Osteoarthritis is the most common form and involves joint degeneration, usually in the hands, hips, and knees
.
Rheumatoid arthritis is less common but still affects more than 2 million Americans, mostly women
.
It is a systemic autoimmune disease characterized by long-term persistent or chronic pain
in the tissues of the affected joint.
It can also cause problems with other organs, such as the lungs, heart, and eyes
.

There are many causes and risk factors for rheumatoid arthritis, but they are not well understood
.
They range
from age, sex, lifestyle (such as smoking) to obesity and genetic characteristics.
There is no cure for rheumatoid arthritis, but there is a wide range of targeted therapies that can help slow disease progression, prevent joint deformity, and reduce pain and disability
.

"Although the clinical presentation of rheumatoid arthritis is similar between patients, the response to any individual treatment is unpredictable and requires a tried and wrong approach
.
This process is repeated until a drug is found that reduces disease activity in a particular patient," said
Gary Firestein, MD, director of the Ultraman Institute for Clinical and Translational Research and Associate Professor of Medicine at UC San Diego School of Medicine.

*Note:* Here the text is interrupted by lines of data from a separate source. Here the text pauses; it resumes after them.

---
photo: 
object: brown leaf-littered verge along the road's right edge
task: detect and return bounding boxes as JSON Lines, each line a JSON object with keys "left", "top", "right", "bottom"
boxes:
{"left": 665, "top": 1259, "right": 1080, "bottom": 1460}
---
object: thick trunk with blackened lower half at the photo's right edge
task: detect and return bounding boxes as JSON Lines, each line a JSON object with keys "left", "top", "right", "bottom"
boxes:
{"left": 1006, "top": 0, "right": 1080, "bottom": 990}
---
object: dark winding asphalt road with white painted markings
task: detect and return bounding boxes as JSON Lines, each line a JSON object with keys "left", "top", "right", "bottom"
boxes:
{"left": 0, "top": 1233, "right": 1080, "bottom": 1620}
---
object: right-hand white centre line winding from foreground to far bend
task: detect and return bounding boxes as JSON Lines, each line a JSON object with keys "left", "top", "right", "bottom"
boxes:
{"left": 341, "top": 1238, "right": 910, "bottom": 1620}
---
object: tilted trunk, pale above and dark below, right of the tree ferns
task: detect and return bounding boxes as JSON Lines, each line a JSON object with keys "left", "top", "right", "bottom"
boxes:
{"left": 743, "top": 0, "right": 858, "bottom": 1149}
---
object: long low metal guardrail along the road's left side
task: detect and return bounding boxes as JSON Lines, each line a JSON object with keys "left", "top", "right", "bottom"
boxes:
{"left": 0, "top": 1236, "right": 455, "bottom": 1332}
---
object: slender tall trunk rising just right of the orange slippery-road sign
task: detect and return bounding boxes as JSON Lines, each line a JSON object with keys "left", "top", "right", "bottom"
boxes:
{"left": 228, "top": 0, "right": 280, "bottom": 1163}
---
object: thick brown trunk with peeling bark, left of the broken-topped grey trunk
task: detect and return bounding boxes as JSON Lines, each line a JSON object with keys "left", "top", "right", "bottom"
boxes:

"The prognosis of many patients has improved, but a large proportion of patients do not
.
They have persistent inflammation
.
These different responses to treatment suggest that the same disease may have different mechanisms
.
”

The diversity or heterogeneity of diseases of different cell types in individual rheumatoid arthritis patients has prompted efforts to find individualized mechanisms to help better understand the nature of rheumatoid arthritis and reliably prescribe
effective early treatment.
In the new study, the UC San Diego team focused on fibroblast-like synovial cells (FLS), a special cell type found inside the synovial membrane of the joint, a soft connective tissue that lubricates joints and reduces wear
.
FLS plays an important role
in RA joint destruction.

By examining cultured primary FLS, the researchers identified specific transcription factors (proteins that regulate gene transcription or replication) that are associated with
cell lines from individual RA patients.
Through the analysis, scientists can divide these cell lines into at least two subtypes that predict different pathways of activation that can lead to inflammation
.

"Basically, we biologically validated these predictions of top subtype-specific transcription factors," said
co-corresponding author Wei Wang, Ph.
D.
, professor in the Department of Chemistry, Department of Biochemistry, and Department of Cellular and Molecular Medicine at UC San Diego School of Medicine.
"This study is the first to characterize
cell lines with unique transcription factor biology in RA patients by integrating transcriptome and epigenomic data.
"

Systems biology is a computational approach that studies the interactions and behaviors of all components in a biological entity, based on the understanding that the whole is greater than the sum
of its parts.
Using this approach, the findings may help pave the way for a better understanding of the heterogeneity of rheumatoid arthritis, while focusing better on existing and future individualized therapies
for individual patients, the authors write.